The book "Patterns of enterprise application architecture" by Martin Fowler explains much better the differences between these two types:
See: Domain Model and Transaction Script
I think you forgot to look at "Functional Relational Mapping"
I would sum up by saying:
If you want to focus on the data-structures, use an ORM like JPA/Hibernate
If you want to shed light on treatments, take a look at FRM libraries: QueryDSL or Jooq
If you need to tune your SQL requests to specific databases, use JDBC and native SQL requests
The strengh of various "Relational Mapping" technologies is portability: you ensure your application will run on most of the ACID databases.
Otherwise, you will cope with differences between various SQL dialects when you write manually the SQL requests.
Of course you can restrain yourself to the SQL92 standard (and then do some Functional Programming) or you can reuse some concepts of functionnal programming with ORM frameworks
The ORM strenghs are built over a session object which can act as a bottleneck:
it manages the lifecycle of the objects as long as the underlying database transaction is running.
it maintains a one-to-one mapping between your java objects and your database rows (and use an internal cache to avoid duplicate objects).
it automatically detects association updates and the orphan objects to delete
it handles concurrenty issues with optimistic or pessimist lock.
Nevertheless, its strengths are also its weaknesses:
The session must be able to compare objects so you need to implements equals/hashCode methods
But Objects equality must be rooted on "Business Keys" and not database id (new transient objects have no database ID!).
However, some reified concepts have no business equality (an operation for instance).
A common workaround relies on GUIDs which tend to upset database administrators.
The session must spy relationship changes but its mapping rules push the use of collections unsuitable for the business algorithms.

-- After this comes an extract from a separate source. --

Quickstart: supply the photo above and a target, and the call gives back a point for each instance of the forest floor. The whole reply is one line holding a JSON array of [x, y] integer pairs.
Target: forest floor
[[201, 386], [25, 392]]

Sometime your would like to use an HashMap but the ORM will require the key to be another "Rich Domain Object" instead of another light one...
Then you have to implement object equality on the rich domain object acting as a key...
But you can't because this object has no counterpart on the business world.
So you fall back to a simple list that you have to iterate on (and performance issues result from)
The ORM API are sometimes unsuitable for real-world use.
For instance, real world web applications try to enforce session isolation by adding some "WHERE" clauses when you fetch data...
Then the "Session.get(id)" doesn't suffice and you need to turn to more complex DSL (HSQL, Criteria API) or go back to native SQL
The database objects conflicts with other objects dedicated to other frameworks (like OXM frameworks = Object/XML Mapping).
For instance, if your REST services use jackson library to serialize a business object.
But this Jackson exactly maps to an Hibernate One.
Then either you merge both and a strong coupling between your API and your database appears
Or you must implement a translation and all the code you saved from the ORM is lost there...
On the other side, FRM is a trade-off between "Object Relational Mapping" (ORM) and native SQL queries (with JDBC)
The best way to explain differences between FRM and ORM consists into adopting a DDD approach.
Object Relational Mapping empowers the use of "Rich Domain Object" which are Java classes whose states are mutable during the database transaction
Functional Relational Mapping relies on "Poor Domain Objects" which are immutable (so much so you have to clone a new one each time you want to alter its content)
It releases the constraints put on the ORM session and relies most of time on a DSL over the SQL (so portability doesn't matter)
But on the other hand, you have to look into the transaction details, the concurrency issues
List<Person> persons = queryFactory.selectFrom(person)
.where(
person.firstName.eq("John"),
person.lastName.eq("Doe"))
.fetch();
It also depends on the learning curve.
Ebean ORM has a pretty low learning curve (simple API, simple query language) if you are happy enough with JPA annotations for mapping (#Entity, #Table, #OneToMany etc).